On the workstation side, I logged on using the test1 user ID that I created under the mycompany.com domain and the test2 user ID that exists in the Finance OU. When I logged on as test1, the installer service made the appropriate icon and Registry changes to create the assigned application skeleton for Visio and Acrobat Reader. Screen 4 shows that when I opened the Start menu for test1, icons for these two applications appeared. As soon as I clicked one of these icons, the installer service processed the MSI package to install the application, and the application started. When I logged on as test2 in the Finance OU, I also received Acrobat Reader and Visio on my Start menu because I inherited them from the mycompany.com domain policy. When I opened Control Panel's Add/Remove Programs applet, I could see the two applications—Excel and PowerPoint—that were published to the Finance OU, as Screen 5 shows. When you start the installation process for larger applications, a progress bar appears and estimates the installation time. If you decide you don't want to wait for the installation to complete, the system rolls back the current state of the installation and restores any files that the new application replaced.

Application Maintenance
Application installation is only part of the challenge. Over time, you'll probably need to remove or update applications with newer versions. The tools that I describe in this article allow for all these operations. When you create an MSI package, the system writes version control information to the workstation's Registry to allow for version-based updating. When you choose to update an existing application in the directory, the workstation captures this information at the next logon time. If you access an application that has been marked for update, your system will run the new updated installation package before running the application. When you're updating an application, you have the option of updating the existing application code that was installed or removing the existing application and installing the updated application from scratch. If you remove a previously published or assigned application from a GPO, you have the option of letting the user continue using the application or forcing a removal on the next machine startup or logon. When you need to update only a few files within an application, Microsoft will provide a facility to patch existing applications using the Windows installer technology. All of these mechanisms will make managing application life cycles in a Windows environment much easier.
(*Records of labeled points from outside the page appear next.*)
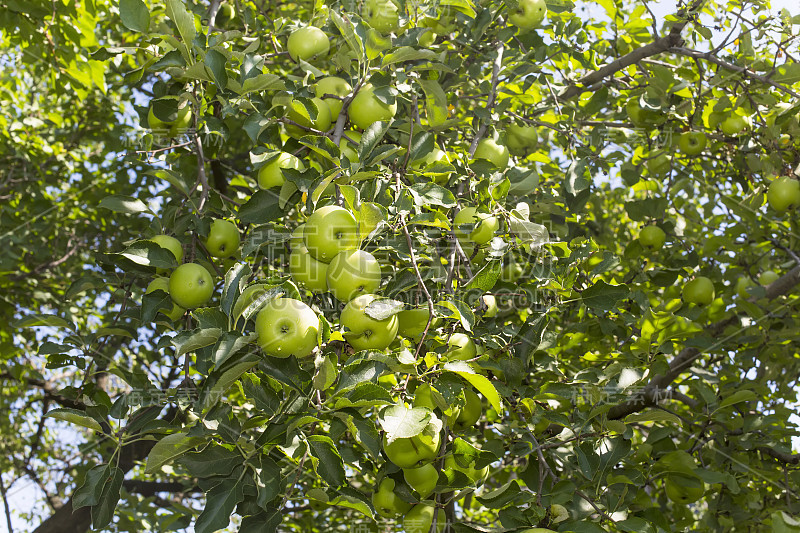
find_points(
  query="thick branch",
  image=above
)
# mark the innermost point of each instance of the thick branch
(711, 58)
(659, 384)
(660, 45)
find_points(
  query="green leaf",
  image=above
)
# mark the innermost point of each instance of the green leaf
(652, 415)
(737, 397)
(383, 308)
(189, 341)
(399, 421)
(169, 448)
(435, 102)
(371, 138)
(330, 465)
(134, 15)
(428, 193)
(261, 208)
(176, 11)
(89, 493)
(407, 53)
(220, 503)
(481, 383)
(73, 416)
(103, 512)
(124, 204)
(215, 61)
(604, 297)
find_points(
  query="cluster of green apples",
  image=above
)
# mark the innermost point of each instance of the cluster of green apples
(191, 285)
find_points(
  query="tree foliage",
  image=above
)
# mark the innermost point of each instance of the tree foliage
(604, 395)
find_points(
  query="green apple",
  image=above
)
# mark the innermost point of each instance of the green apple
(477, 475)
(468, 414)
(420, 519)
(287, 327)
(742, 284)
(223, 239)
(783, 193)
(364, 332)
(352, 273)
(297, 112)
(529, 14)
(271, 174)
(684, 489)
(162, 284)
(366, 108)
(348, 149)
(413, 452)
(307, 270)
(386, 502)
(296, 238)
(511, 271)
(383, 15)
(660, 165)
(649, 115)
(733, 125)
(225, 14)
(495, 153)
(521, 140)
(422, 479)
(767, 277)
(491, 305)
(460, 347)
(652, 237)
(334, 86)
(412, 322)
(699, 291)
(173, 245)
(308, 43)
(485, 225)
(692, 142)
(330, 230)
(190, 285)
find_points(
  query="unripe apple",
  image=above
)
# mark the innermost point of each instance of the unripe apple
(334, 86)
(190, 285)
(699, 291)
(460, 347)
(422, 479)
(308, 43)
(271, 174)
(352, 273)
(412, 322)
(529, 14)
(421, 518)
(308, 271)
(383, 15)
(366, 108)
(783, 193)
(692, 142)
(652, 237)
(364, 332)
(330, 230)
(297, 112)
(223, 239)
(767, 277)
(287, 327)
(386, 502)
(485, 225)
(162, 284)
(492, 151)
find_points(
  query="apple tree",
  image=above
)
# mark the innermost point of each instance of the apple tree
(465, 265)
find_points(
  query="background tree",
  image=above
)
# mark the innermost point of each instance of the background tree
(581, 230)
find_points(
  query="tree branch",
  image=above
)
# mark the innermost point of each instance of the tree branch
(659, 384)
(660, 45)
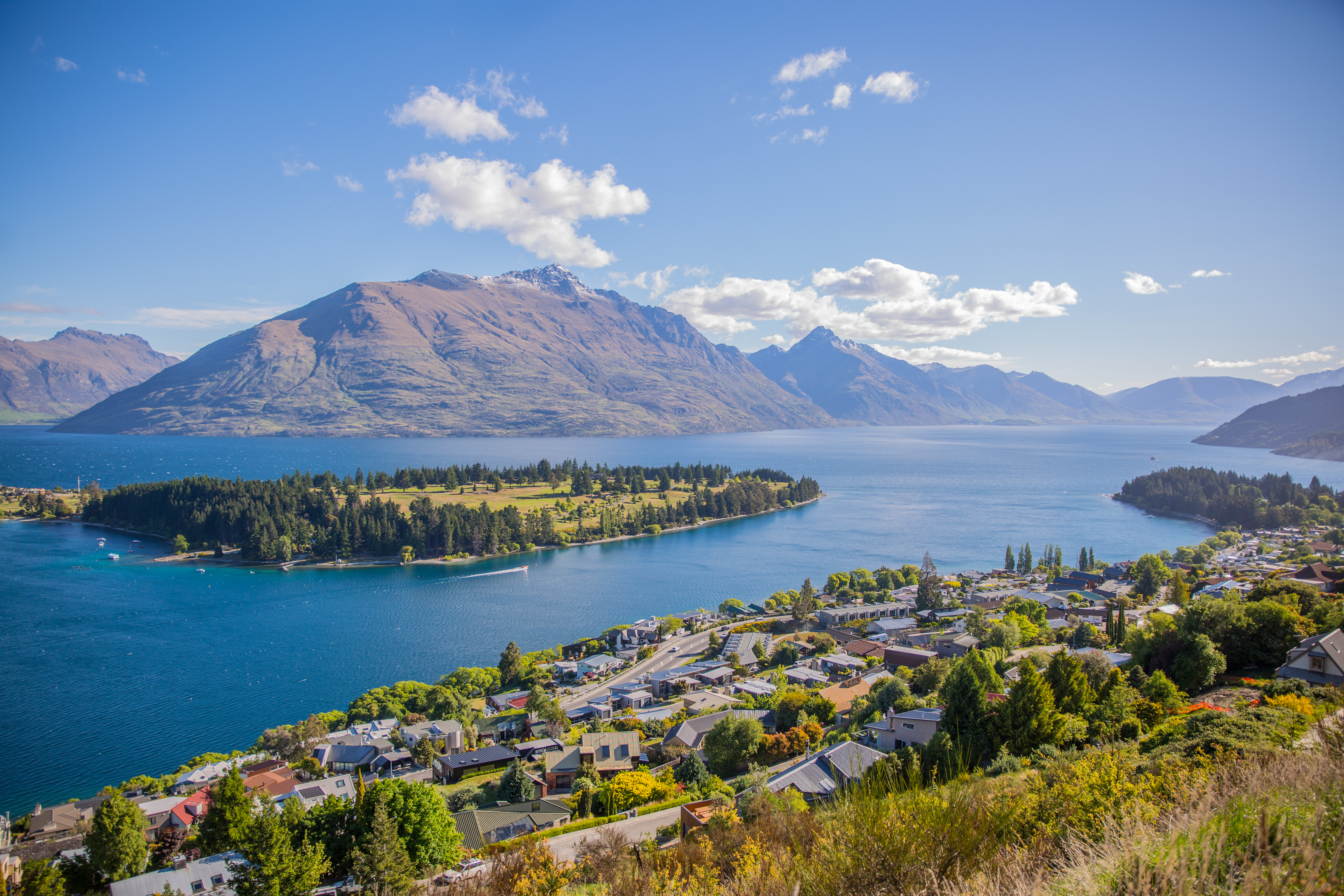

You'll even be able to update the Win2K OS using the software installation features and an MSI package for the OS.

Lowering TCO
As I spent more time working with Win2K's software installation pieces, I realized how powerful they will be for lowering total cost of ownership (TCO). Many software installation problems that plague large enterprises are easier to handle with the tools I've discussed in this article. The first release of Win2K will help you deploy and maintain applications over time. You still might need to supplement these features with other systems management tools to provide a truly enterprise-ready software distribution and configuration management solution. However, building a strategy that leverages AD's software installation features will take you a long way toward gaining control of your Windows environment.

[Editor's Note: This article is a revised and updated version of an article that first appeared in the April 1998 issue of Windows NT Magazine.]